Verdiente Ehrungen kamen Erika Lindemer, Barbara Weber und Irmgard Peta zu (von links) – es fehlt Ruth Hertlin.                                                                                                                                                                                                             Foto: Ines Bode

Schallbach - Informativ wie amüsant gestaltete sich die Hauptversammlung des Gesangvereins Schallbach mit derzeit 172 Mitgliedern, davon 42 Aktive. Darüber hinaus riefen zwei Anträge zur „Beitragserhöhung“ eine rege Diskussion hervor.

Gebühren

Kontrovers verlief der Meinungsaustausch, der letztlich in eben solchen Beschlüssen mündete: Es gab Enthaltungen, Gegenstimmen und eine teils knappe Mehrheit.

Erwirkt wurde, dass sich der Beitrag 2019 für aktive und passive Mitglieder auf 20 Euro verdoppelt. Der Jugendchor sei ausgenommen, betonte Vorsitzende Gisela Sütterlin. Auch die Ehrenmitglieder bleiben beitragsfrei.

Zwar hatten mehrere Anwesende kein Problem damit, künftig mit ihrem Obolus die Kasse zu stärken, doch das Gros, darunter Finanzchefin Erika Lindemer, plädierte für „Nein“.

Um Monetäres, konkret um die Privatschatulle von Bürgermeister Martin Gräßlin, ging’s auch beim Einwurf von Norbert Kiefer. Im Wiesental, wo er herkomme, sei es üblich, dass der Burgi in allen Vereinen passives Mitglied ist, sagte er. Kollektives Gelächter brach aus, als Gisela Sütterlin gleich aufsprang, um diesem den Antrag auszuhändigen. „Isch o.k.“, lachte auch Gräßlin. Später meinte er, ihm fehle die Zeit für alle Vereine: „Und wenn schon dabei, dann auch aktiv“.

Ausblick

Als nächstes steht im April das Jubiläum der Wittlinger Sänger an, im Mai bereichere der Chor die örtliche Kulturwoche. Überhaupt erhalte der Schallbacher Chor viele Einladungen – „eine schöne Wertschätzung“, doch müsse man aus Zeitnot manchmal auch absagen, so Sütterlin.

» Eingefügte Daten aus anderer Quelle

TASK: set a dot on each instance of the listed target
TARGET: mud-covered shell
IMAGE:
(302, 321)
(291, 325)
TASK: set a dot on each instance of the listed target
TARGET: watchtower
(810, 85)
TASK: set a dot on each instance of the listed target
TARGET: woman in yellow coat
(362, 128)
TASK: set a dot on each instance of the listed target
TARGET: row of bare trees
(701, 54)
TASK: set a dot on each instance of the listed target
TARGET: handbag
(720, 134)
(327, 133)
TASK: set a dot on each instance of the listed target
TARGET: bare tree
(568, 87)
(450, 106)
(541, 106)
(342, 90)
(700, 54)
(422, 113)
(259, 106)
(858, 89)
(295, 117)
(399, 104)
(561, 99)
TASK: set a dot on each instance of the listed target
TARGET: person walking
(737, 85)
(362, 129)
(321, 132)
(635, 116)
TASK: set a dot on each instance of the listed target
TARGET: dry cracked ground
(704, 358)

Erstmals will der Verein am Samstag, 27. Juli, zum „Sommerabend“ einladen und dafür auch andere Vereine ansprechen. Beibehalten werden die Traditionstermine.

Rückblick

Absolviert wurden laut Sütterlin die bewährten Veranstaltungen. „Wir hatten ein intensives Jahr.“ Erstmals war man erfolgreich mit einem Stand beim Hornbach-Markt vertreten. Auch das Zeechefest war ein Erfolg.

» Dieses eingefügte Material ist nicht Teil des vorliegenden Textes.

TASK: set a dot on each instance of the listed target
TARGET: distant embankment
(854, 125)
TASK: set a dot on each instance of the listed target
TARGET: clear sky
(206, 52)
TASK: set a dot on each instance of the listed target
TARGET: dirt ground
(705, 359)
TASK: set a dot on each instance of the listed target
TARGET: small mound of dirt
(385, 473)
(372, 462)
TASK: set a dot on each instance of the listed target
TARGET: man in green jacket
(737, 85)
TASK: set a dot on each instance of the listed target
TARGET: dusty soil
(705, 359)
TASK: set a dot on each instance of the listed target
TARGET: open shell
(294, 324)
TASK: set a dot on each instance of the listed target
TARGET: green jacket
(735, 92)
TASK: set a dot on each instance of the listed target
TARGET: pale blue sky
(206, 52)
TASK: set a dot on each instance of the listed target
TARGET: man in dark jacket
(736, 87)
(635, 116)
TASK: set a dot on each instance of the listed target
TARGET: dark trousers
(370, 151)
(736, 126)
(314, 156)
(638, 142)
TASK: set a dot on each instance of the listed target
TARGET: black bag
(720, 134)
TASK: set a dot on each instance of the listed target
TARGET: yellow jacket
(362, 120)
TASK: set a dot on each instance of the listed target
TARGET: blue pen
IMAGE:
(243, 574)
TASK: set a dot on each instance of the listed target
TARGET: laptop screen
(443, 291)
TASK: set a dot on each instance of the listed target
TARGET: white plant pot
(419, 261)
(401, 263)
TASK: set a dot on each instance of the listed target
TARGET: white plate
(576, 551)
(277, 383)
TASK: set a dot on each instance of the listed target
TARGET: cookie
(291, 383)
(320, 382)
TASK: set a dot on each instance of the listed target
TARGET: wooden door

Stimmlich bereicherte der Chor mit Auftritten, etwa zu Feiertagen im Ort. Dafür gab’s Dank vom Bürgermeister. Schriftführerin Timea Bertalan erinnerte an eine Kinderaktion mit Fackeln im Schnee, an Ausflüge mit Klosterbesuch und mehr.

Dirigent Alexander Sehringer (28) durfte viel Lob entgegennehmen, um seinerseits Positives zu schildern: „Wir haben uns gesteigert, eine Tournee gemeistert, knackige Konzerte abgeliefert“. Dafür sprach das Eingangslied „Völlig losgelöst“ (1983), mit Schmackes neu arrangiert. Ziel ist es, auch weiterhin neue Lieder zu bieten.

Jugend

Der neu formierte Nachwuchs um Sehringer mit sechs Talenten sorgte für Furore, was Gräßlin imponierte: „Ihr wart am Jahreskonzert präsent wie nie.“

Wahlen

Im Amt bestätigt wurden Gisela Sütterlin und Erika Lindemer. Jugendchorbetreuer Rolf-Dieter Blum trat nach zehn Jahren zurück, Fiona Fuchs übernimmt sein Amt. Als Stimmführerin „Alt“ löste Inge Kiesewetter Ursula Müller ab.

Ehrungen

Für 40-jähriges „Singen im Chor“ erhielt Erika Lindemer die Verbandsehrung, die außerdem noch an Irmgard Peta für 25-jähriges Singen ging.

Zu Ehrenmitgliedern wurden Ruth Hertlin und Barbara Weber für 35-jährige Vereinstreue sowie Irmgard Peta für 25 „aktive“ Jahre ernannt.